Aksi ini berfokus pada sengketa lahan seluas 82 hektar yang ditanami oleh PT. Perkebunan Sumatera Utara (PSU) di luar Hak Guna Usaha (HGU) perusahaan, yang terletak di Kebun Simpang Koje (28/09/2024)
LABRN menuntut agar Pemerintah Kabupaten (Pemkab) Mandailing Natal segera memberikan kejelasan terkait status lahan tersebut. Berdasarkan komunikasi antara pengurus LABRN dan manajemen PT. PSU, perusahaan telah mengakui bahwa lahan yang dimaksud memang berada di luar wilayah HGU.
Ahmad Lubis, Ketua OKK GRIB Jaya Mandailing Natal, mempertanyakan sikap Pemkab Mandailing Natal dalam peranannya sebagai mediator sengketa ini. “Pemkab Mandailing Natal harus lebih tegas, apa kendala yang mereka hadapi sehingga hingga saat ini belum ada putusan yang jelas terkait penggunaan lahan tersebut?” ujar Ahmad.
Menurut laporan dari perwakilan LABRN, sudah beberapa kali diadakan pertemuan antara pihak LABRN, PT. PSU, dan Pemkab. Namun, hasil pertemuan tersebut dinilai tidak berpihak pada masyarakat.
Wakil Sekjen GRIB Jaya, Hotman Notari Sipahutar, turut menyoroti dugaan adanya intervensi dari oknum berkepentingan yang menghambat penyelesaian sengketa lahan.
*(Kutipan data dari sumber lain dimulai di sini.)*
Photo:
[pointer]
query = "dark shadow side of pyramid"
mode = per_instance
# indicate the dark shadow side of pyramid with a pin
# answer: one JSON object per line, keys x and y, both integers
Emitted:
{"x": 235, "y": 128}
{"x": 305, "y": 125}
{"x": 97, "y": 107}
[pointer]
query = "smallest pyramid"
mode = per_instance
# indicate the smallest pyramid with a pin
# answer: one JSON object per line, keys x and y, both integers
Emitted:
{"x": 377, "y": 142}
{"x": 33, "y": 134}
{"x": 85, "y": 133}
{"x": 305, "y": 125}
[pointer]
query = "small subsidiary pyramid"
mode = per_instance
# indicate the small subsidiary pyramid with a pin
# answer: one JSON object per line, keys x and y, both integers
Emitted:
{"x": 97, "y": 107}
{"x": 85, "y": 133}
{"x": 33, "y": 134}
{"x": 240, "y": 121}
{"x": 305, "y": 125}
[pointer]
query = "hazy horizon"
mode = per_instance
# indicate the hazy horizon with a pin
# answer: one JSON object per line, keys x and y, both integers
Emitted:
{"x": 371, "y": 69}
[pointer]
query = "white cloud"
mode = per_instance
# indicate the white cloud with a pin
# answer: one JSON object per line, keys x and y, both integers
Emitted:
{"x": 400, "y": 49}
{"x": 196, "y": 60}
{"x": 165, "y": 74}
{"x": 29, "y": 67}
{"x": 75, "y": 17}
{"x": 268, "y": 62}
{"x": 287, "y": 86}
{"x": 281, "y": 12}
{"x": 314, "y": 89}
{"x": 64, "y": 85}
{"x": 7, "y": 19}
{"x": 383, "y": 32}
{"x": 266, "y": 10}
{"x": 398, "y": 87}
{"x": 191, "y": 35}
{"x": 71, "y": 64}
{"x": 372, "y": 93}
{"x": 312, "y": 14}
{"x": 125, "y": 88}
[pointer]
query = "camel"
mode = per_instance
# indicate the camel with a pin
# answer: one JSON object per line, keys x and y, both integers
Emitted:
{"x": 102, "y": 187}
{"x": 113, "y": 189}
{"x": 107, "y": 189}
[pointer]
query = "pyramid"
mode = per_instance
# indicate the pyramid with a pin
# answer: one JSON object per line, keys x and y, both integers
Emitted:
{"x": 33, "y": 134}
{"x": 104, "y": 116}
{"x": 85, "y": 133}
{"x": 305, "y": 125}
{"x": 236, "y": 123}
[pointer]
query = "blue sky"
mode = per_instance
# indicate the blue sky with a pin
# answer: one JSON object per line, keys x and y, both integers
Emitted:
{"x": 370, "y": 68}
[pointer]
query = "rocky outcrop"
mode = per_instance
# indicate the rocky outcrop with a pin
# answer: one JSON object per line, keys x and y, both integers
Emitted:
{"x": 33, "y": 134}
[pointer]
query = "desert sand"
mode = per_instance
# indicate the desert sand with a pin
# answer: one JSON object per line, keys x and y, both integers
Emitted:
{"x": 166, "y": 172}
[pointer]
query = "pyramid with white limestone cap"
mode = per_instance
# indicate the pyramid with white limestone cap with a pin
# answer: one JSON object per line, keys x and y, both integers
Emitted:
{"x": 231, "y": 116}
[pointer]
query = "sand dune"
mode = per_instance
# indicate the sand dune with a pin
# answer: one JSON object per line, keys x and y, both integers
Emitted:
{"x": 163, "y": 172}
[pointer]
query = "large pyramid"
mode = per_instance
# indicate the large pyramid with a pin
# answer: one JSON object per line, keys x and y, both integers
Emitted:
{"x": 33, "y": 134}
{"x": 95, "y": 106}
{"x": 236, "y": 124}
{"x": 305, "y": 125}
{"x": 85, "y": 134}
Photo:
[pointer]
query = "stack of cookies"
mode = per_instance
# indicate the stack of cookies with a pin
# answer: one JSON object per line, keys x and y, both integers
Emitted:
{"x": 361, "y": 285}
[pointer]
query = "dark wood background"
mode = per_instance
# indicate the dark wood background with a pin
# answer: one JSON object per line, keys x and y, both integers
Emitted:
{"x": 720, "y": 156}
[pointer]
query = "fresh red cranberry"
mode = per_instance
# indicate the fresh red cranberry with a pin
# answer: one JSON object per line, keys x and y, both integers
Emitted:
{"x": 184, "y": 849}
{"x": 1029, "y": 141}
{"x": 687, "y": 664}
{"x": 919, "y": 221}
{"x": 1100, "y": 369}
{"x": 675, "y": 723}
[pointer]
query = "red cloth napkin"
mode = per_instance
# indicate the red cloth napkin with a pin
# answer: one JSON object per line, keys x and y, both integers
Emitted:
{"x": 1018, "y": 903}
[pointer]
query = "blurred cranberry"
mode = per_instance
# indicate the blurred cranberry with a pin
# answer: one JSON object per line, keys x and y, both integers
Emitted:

“Kami meminta Pemkab Mandailing Natal serius menanggapi tuntutan ini, karena masyarakat menilai hasil pertemuan-pertemuan sebelumnya selalu berat sebelah,” kata Hotman.
Hal ini, menurutnya, telah menciptakan opini negatif di kalangan masyarakat terhadap Pemkab Mandailing Natal.
DPC GRIB Jaya Mandailing Natal menyatakan “akan terus memantau perkembangan kasus ini. Mereka juga siap membantu hingga keputusan final yang berpihak kepada masyarakat LBRN dicapai.”